- 11 years ago
wonderful reply, thank you! I truly get curious about these things and I think a lot of bees see it as an attack but its truly not. I agree with the aspect that one person’s desires cannot over ride the others for sure. Of course that is relevant on both sides of the issue, as you said.
For me, I just was not ready to marry because I didn’t want to have the mortgage, the other person to have to consider for all things from sleeping, to eating, to lounging to holidays and whatnot, wanted to travel a bit by myself and wanted the freedom of being able to move on a whim if an opportunity in the field came up.
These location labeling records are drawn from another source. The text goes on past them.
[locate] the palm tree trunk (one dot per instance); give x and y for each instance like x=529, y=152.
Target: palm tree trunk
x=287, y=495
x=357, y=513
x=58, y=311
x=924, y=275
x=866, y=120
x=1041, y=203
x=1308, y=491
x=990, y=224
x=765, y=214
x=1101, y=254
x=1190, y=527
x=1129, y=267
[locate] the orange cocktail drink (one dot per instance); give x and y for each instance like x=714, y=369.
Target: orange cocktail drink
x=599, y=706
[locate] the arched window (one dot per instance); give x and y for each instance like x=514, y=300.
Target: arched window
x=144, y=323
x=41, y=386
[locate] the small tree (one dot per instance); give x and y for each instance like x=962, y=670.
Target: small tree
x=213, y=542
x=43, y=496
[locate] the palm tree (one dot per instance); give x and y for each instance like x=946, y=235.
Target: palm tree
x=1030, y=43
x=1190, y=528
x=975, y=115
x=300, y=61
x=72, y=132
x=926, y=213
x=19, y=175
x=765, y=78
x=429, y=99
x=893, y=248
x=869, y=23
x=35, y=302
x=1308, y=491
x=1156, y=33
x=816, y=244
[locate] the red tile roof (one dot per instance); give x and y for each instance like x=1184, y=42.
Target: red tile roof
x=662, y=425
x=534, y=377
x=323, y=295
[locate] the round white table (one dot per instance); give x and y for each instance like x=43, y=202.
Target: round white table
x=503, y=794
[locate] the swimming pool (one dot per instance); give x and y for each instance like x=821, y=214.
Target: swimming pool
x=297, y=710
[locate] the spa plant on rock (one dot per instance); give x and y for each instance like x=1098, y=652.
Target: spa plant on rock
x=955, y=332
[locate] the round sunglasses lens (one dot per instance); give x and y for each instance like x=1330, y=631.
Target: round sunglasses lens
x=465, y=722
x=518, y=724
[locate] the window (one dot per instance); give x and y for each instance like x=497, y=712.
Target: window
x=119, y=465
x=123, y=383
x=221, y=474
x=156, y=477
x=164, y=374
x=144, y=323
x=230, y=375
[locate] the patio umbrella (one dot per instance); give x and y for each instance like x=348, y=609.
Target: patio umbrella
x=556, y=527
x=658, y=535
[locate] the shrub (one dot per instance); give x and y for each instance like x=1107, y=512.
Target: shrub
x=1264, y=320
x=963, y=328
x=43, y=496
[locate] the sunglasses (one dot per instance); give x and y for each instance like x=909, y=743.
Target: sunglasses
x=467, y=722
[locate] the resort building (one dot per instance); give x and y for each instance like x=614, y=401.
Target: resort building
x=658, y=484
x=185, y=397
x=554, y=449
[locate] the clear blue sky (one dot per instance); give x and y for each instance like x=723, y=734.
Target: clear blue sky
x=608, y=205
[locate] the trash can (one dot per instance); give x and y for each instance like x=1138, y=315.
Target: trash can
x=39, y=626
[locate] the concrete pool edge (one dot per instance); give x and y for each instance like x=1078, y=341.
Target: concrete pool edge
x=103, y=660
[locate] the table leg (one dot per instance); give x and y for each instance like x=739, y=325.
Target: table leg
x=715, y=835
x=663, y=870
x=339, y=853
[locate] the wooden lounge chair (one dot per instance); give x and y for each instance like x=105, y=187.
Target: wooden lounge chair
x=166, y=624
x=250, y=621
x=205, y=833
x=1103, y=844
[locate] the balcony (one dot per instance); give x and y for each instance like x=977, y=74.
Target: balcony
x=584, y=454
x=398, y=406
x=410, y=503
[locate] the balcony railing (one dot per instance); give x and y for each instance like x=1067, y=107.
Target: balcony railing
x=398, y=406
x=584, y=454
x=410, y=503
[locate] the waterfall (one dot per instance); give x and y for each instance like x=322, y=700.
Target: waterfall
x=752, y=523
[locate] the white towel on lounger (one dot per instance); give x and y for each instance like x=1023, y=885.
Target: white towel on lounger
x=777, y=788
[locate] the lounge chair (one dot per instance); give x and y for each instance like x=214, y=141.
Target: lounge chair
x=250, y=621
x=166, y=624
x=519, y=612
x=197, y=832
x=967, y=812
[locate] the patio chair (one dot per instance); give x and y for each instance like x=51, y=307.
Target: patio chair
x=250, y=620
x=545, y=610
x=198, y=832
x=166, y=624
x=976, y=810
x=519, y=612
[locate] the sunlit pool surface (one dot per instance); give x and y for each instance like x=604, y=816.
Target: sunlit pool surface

Plus, I’m divorced and know that marriage doesn’t change your relationship at all when you’re already living together, sharing finances and that kind of thing, so I don’t really see the need to shell out a bunch of money for a wedding when everything is already perfect to me. Luckily, my bf of 7 years feels the same way. If he wanted to marry, though, I would be okay with that now and we are considering it due to legal and financial benefits. But if he had acted the way I had described above and how I sometimes read some waiting bees acting, I probably would have had a huge decision to make. Honestly, being issued an ultimatum or expiration date for the relationship would turn me off to the actual person and I’m afraid for some people that this may also be the end result if they do that.
I think it’s difficult because one person may really want it and the other doesn’t and that is a very difficult compromise to make. My ex hubby and I divorced in a large part because he suddenly wanted children after swearing he never would and I did and still do not. You can’t really compromise on that type of thing without someone getting resentful and I kind of feel the same for marriage. It’s a tough thing, for sure.